The Florida Supreme Court is looking over the wording of yet another constitutional amendment, this one dealing with an increase in the state's minimum wage. Supporters and opponents are already preparing for a fierce battle.
Cassandra Smith thinks it’s high time Florida raised the minimum wage. She was quick to sign a petition to let voters decide whether they want to put a higher minimum wage in the state constitution.
Smith says she knows what it’s like to try to get by on a low income.
Cassandra says, “When I started at minimum wage, it was only $3.35 an hour, so I mean it should be increased because the cost of living goes up, so I think it’s very important for people to get, you know, regular wages.”
A group called Floridians For All is spearheading the petition drive to raise the minimum wage by $1.00 an hour to $6.15. If voters agree, about 300,000 Floridians would get pay raises.
But businesses say raising the minimum wage in Florida from $5.15 to $6.15 will hurt the economy. They might have to let some workers go so they could afford to pay others the higher rate.

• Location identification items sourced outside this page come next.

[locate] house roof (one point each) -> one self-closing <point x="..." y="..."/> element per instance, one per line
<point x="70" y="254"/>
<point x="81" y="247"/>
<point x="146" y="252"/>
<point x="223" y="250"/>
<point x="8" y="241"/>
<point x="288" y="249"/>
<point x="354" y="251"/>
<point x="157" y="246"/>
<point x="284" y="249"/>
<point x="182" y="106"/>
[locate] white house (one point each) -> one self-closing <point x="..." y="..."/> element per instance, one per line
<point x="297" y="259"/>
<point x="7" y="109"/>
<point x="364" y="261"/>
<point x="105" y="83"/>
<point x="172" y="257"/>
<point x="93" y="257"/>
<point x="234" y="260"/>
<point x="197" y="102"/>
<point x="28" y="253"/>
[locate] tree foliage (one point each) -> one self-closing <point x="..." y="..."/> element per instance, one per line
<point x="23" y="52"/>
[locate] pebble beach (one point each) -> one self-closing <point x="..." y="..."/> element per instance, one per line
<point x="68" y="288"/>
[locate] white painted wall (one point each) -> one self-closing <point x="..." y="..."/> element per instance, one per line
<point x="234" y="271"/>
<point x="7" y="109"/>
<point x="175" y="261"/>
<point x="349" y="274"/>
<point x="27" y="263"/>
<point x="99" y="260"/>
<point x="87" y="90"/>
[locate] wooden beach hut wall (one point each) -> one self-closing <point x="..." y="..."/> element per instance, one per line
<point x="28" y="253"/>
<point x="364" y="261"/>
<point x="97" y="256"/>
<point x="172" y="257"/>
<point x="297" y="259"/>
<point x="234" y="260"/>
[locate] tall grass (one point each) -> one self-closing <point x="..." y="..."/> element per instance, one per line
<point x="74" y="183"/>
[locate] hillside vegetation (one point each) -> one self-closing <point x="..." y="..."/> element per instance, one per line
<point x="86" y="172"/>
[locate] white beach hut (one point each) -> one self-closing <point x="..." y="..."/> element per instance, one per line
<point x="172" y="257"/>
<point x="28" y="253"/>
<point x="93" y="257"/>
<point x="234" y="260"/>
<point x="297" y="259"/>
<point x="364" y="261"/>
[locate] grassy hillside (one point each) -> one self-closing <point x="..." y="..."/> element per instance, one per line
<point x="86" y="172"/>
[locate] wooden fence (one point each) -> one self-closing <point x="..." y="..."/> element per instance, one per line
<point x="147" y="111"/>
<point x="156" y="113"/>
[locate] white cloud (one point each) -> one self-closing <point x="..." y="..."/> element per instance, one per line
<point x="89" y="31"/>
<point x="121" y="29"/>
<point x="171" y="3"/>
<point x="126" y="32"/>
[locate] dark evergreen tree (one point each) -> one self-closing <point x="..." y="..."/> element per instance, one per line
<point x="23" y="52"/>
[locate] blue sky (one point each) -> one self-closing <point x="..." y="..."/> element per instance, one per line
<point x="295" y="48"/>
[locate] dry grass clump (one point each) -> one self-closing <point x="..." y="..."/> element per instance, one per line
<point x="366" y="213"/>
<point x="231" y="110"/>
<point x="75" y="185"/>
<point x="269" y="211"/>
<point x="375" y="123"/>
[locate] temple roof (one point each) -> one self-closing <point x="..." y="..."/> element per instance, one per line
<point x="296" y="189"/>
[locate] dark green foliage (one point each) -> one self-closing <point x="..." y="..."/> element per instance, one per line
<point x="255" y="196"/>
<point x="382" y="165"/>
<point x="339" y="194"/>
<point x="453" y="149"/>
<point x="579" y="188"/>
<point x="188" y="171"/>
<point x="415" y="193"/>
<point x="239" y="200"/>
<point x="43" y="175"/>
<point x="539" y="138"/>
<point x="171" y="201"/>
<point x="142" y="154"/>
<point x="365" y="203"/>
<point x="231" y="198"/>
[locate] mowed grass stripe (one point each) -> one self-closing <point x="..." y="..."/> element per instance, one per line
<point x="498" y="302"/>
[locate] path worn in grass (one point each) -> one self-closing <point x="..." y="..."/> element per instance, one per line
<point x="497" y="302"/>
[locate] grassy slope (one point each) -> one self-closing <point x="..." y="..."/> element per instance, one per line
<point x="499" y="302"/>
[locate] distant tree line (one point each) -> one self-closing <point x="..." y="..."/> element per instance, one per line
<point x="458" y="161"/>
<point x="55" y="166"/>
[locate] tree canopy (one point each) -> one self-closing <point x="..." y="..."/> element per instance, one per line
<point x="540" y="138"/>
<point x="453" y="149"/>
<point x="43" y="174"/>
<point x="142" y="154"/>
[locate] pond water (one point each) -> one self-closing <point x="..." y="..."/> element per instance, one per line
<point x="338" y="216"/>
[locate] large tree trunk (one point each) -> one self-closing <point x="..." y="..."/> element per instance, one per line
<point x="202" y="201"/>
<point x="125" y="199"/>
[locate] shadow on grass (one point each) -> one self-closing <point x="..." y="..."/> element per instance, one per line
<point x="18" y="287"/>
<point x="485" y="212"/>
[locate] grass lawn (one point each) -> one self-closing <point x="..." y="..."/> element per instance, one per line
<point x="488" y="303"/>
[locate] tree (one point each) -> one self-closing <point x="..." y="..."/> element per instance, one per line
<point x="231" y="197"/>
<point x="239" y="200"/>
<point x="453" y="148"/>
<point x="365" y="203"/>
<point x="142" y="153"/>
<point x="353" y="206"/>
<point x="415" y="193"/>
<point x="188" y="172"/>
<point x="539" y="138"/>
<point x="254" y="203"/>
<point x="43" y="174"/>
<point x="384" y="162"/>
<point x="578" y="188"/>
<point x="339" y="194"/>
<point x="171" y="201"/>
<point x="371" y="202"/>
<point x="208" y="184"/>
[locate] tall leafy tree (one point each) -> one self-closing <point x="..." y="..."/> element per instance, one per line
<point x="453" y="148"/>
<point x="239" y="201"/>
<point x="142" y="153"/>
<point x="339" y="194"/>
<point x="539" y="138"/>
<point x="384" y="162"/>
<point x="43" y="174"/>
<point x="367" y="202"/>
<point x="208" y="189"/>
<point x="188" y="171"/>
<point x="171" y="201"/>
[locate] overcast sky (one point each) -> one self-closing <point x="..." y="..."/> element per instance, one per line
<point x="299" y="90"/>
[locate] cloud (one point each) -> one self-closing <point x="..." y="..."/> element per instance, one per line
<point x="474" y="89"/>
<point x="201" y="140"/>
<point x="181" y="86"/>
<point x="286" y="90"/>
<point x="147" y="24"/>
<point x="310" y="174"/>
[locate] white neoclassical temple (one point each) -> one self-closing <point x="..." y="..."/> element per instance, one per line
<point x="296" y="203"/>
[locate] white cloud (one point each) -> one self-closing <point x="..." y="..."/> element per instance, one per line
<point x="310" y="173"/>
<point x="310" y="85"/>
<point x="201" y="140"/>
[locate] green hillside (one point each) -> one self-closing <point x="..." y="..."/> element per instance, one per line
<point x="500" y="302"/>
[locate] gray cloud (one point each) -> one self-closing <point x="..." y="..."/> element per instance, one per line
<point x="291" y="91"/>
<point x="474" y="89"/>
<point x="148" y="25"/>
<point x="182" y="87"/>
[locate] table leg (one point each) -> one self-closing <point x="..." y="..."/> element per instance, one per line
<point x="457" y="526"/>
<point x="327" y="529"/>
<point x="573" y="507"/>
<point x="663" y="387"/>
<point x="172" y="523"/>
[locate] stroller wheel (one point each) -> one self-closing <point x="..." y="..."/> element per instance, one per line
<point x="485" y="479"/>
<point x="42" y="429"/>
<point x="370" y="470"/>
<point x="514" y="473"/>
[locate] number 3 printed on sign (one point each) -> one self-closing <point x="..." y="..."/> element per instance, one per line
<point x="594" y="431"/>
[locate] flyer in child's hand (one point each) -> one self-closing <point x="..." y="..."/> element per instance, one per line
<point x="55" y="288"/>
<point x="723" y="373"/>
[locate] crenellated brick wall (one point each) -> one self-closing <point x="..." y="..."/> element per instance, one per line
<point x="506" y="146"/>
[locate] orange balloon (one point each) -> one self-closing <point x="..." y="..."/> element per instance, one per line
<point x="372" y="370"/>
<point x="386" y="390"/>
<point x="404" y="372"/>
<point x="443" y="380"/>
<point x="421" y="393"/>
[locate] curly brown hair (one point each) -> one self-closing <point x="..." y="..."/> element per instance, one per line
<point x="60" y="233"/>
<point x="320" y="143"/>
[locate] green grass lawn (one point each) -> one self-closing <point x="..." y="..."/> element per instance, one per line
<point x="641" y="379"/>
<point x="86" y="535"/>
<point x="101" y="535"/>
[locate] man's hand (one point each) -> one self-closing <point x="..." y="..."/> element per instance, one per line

The Florida Retail Federation says most companies that pay minimum wage just use it as a training wage, and if you bump it up, you have to give everyone else a raise too.
Spokesman Rick McAllister says small businesses couldn’t afford it.
“You get this compression that causes not only that training wage to go up, but wages throughout the system to go up. It has a ripple effect up, if you will, in everyone being paid by the hour,” he says.
The Retail Federation says the issue doesn’t belong in the state constitution to begin with. Voters may disagree, especially women. They make up more than 60 percent of minimum wage earners.
Not only does the Supreme Court have to decide if the amendment meets technical requirements to go on the ballot, supporters must get signatures from nearly a half million registered voters.